The fact that Bigelow Aerospace obtained an export license for their module technology is significant, said Jerry Grey, director of science and technology policy for the American Institute of Aeronautics and Astronautics .

Grey said that there is nothing unique about a private-sector payload — hundreds of commercial satellites have been orbited — many with export licenses for Russian launchers. There is significance in showcasing an expandable structure in space, he added.

“But such structures are not unique,” Grey explained. “NASA had done several experiments on inflatables in space,” he said, “although not very successfully … and there are many designs that have not as yet flown.”

However, Bigelow’s success does deserve high marks, Grey said , “in view of the few successes in space entrepreneurship to date … as compared to, say, computers and other electronic system entrepreneurs.”

Bigelow’s Genesis-1 is somewhat reminiscent of a plan conceived in the early 1980s by a private U.S. firm, Space Industries Inc., which wanted to build a commercial space station it dubbed the Industrial Space Facility (ISF) that would have been used for microgravity manufacturing and experimentation.

While not an inflatable habitat, it was to be a free-flying facility that ran on its own and would crank out electronic materials, pharmaceuticals and other specialty goods. The company envisioned having crews visit the ISF to reap its bounty of made-in-space products. The idea dead-ended.

Ideas for inflatable structures in space have been considered for years, said Roger Launius, chair of the Smithsonian Institution’s Division of Space History at the National Air and Space Museum in Washington .

The Goodyear Aircraft Corp. in 1961 designed an 8.4-meter, two-person inner-tube-like inflatable space station, Launius said.

Several concepts for inflatable space stations followed in the 1960s, Launius said, but concerns about micrometeoroid strikes and other qualms prompted their abandonment.
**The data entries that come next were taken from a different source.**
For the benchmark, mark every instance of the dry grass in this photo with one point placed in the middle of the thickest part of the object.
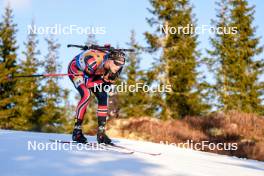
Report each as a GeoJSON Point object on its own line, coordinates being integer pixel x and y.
{"type": "Point", "coordinates": [247, 130]}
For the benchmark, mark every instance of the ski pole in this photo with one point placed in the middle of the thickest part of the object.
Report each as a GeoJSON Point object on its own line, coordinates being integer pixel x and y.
{"type": "Point", "coordinates": [46, 75]}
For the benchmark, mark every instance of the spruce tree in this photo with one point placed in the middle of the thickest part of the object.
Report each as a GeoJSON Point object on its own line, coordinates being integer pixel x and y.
{"type": "Point", "coordinates": [133, 104]}
{"type": "Point", "coordinates": [52, 119]}
{"type": "Point", "coordinates": [30, 100]}
{"type": "Point", "coordinates": [8, 67]}
{"type": "Point", "coordinates": [234, 57]}
{"type": "Point", "coordinates": [179, 59]}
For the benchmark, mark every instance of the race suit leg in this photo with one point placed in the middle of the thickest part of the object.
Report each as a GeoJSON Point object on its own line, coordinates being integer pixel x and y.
{"type": "Point", "coordinates": [84, 92]}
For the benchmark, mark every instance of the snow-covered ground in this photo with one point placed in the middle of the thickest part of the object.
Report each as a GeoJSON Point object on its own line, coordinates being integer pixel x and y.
{"type": "Point", "coordinates": [17, 160]}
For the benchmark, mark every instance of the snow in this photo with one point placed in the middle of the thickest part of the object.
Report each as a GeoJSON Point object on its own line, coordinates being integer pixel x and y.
{"type": "Point", "coordinates": [17, 160]}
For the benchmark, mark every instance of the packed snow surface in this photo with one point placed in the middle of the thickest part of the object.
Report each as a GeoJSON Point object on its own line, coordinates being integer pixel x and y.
{"type": "Point", "coordinates": [18, 158]}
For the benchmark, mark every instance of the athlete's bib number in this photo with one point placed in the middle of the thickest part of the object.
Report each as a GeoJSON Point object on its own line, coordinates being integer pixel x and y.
{"type": "Point", "coordinates": [78, 81]}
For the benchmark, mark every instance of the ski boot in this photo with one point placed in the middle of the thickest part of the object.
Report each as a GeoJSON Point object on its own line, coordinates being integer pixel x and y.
{"type": "Point", "coordinates": [78, 136]}
{"type": "Point", "coordinates": [102, 137]}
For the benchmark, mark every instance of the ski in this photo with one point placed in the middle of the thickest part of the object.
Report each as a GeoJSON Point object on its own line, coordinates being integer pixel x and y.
{"type": "Point", "coordinates": [110, 147]}
{"type": "Point", "coordinates": [136, 151]}
{"type": "Point", "coordinates": [95, 145]}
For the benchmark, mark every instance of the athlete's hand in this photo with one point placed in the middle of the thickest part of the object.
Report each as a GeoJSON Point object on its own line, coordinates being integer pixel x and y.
{"type": "Point", "coordinates": [106, 79]}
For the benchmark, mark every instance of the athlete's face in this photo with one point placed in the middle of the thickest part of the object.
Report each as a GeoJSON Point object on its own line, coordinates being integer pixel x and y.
{"type": "Point", "coordinates": [114, 66]}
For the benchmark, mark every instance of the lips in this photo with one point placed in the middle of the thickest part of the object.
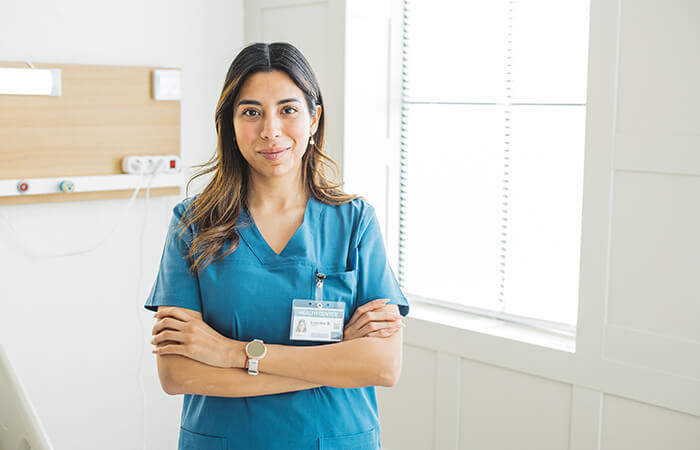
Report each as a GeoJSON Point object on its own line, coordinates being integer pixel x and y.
{"type": "Point", "coordinates": [273, 153]}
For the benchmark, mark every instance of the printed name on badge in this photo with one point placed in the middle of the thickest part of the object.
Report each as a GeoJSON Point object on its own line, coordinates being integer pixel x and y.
{"type": "Point", "coordinates": [317, 320]}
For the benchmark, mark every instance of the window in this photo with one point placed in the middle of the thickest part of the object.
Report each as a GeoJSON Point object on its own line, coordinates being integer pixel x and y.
{"type": "Point", "coordinates": [493, 118]}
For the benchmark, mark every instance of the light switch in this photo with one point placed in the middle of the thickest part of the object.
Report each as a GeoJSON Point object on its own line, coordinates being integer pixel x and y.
{"type": "Point", "coordinates": [166, 85]}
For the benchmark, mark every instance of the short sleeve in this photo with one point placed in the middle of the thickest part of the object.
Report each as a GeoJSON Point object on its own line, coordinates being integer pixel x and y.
{"type": "Point", "coordinates": [376, 279]}
{"type": "Point", "coordinates": [175, 285]}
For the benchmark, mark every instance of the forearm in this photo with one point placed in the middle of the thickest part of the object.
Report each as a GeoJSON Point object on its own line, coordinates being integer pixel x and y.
{"type": "Point", "coordinates": [366, 361]}
{"type": "Point", "coordinates": [187, 376]}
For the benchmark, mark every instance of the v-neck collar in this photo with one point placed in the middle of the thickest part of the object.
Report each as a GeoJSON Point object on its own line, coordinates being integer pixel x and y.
{"type": "Point", "coordinates": [295, 247]}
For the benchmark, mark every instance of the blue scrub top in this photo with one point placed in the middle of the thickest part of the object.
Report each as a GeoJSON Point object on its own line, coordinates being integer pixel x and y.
{"type": "Point", "coordinates": [248, 295]}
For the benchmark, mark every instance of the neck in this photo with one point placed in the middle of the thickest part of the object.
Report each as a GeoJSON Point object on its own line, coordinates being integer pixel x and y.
{"type": "Point", "coordinates": [277, 193]}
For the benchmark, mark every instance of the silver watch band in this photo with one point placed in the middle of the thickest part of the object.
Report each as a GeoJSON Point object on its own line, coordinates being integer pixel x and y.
{"type": "Point", "coordinates": [252, 366]}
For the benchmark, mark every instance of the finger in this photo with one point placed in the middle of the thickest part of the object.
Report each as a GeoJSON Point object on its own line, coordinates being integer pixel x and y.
{"type": "Point", "coordinates": [168, 335]}
{"type": "Point", "coordinates": [173, 349]}
{"type": "Point", "coordinates": [382, 333]}
{"type": "Point", "coordinates": [167, 322]}
{"type": "Point", "coordinates": [173, 312]}
{"type": "Point", "coordinates": [375, 326]}
{"type": "Point", "coordinates": [376, 316]}
{"type": "Point", "coordinates": [374, 304]}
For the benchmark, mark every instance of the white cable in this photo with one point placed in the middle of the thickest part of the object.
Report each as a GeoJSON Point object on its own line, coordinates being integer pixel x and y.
{"type": "Point", "coordinates": [139, 311]}
{"type": "Point", "coordinates": [34, 253]}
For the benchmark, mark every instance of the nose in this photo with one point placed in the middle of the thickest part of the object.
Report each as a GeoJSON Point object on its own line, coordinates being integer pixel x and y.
{"type": "Point", "coordinates": [271, 127]}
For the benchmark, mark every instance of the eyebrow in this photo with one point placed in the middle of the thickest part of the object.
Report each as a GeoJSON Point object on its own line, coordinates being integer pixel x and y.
{"type": "Point", "coordinates": [255, 102]}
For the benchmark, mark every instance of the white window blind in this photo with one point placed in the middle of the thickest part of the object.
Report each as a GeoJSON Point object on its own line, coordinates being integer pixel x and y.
{"type": "Point", "coordinates": [493, 121]}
Additionally, experts at NASA’s Langley Research Center came up with a concept to put together a series of six rigid modules that were connected by inflatable passageways coming off a central non‑rotating hub, thus making another sort of hub‑and‑spoke design. That NASA Langley structure would self-deploy after being tossed into orbit atop a huge Saturn 5 rocket.

In the 1990s inflatables returned to the space engineering vocabulary and several concepts were pursued both at NASA and in the private sector, Launius said.

When NASA was exploring a return to the Moon and Mars in the early 1990s the Lawrence Livermore National Laboratory came up with a concept for inflatable space structures.

“I am delighted that this one [Genesis-1] has now flown,” Launius said. “It is a step forward. When matched with launch technologies that would make it accessible … it might help open Earth orbit for a much broader range of participants. I hope so, but there are still a lot of challenges yet to be overcome. I am both impressed and hopeful that it will signal the beginning of orbital space tourism,” Launius said.

In some ways the roots of Bigel ow’s success go back some 20 years ago to U.S. President Ronald Reagan’s push to encourage private investment in space, said Robert Brumley, former chairman of Reagan’s commercial space working group and also former general counsel for the U.S. Department of Commerce.

“Bigelow has proven that, against all odds, a business plan can succeed,” Brumley said. The next issue, he said , is the private space group’s ability to achieve scale and scope, identify habitat customers and determine how this capacity can best be used for downstream products and services. For this, the ball is in Bigelow’s court.

For NASA, it has taken two decades — along with the tragic loss of shuttle Challenger and Columbia crews — for the space agency to look at itself and realize a key truth, Brumley said.

“The engineers, astronauts and others inside NASA know that their future, if they are going to have a future, is going to depend heavily on a transition from a government-owned and operated program to a commercially supported program,” Brumley said . NASA cannot stand in the way, he added, as either a regulator, a manager or as a competitor.

“The institution now realizes that they have to think like consumers, as purchasers of services … not owners and controllers of design, engineering and hardware,” Brumley said.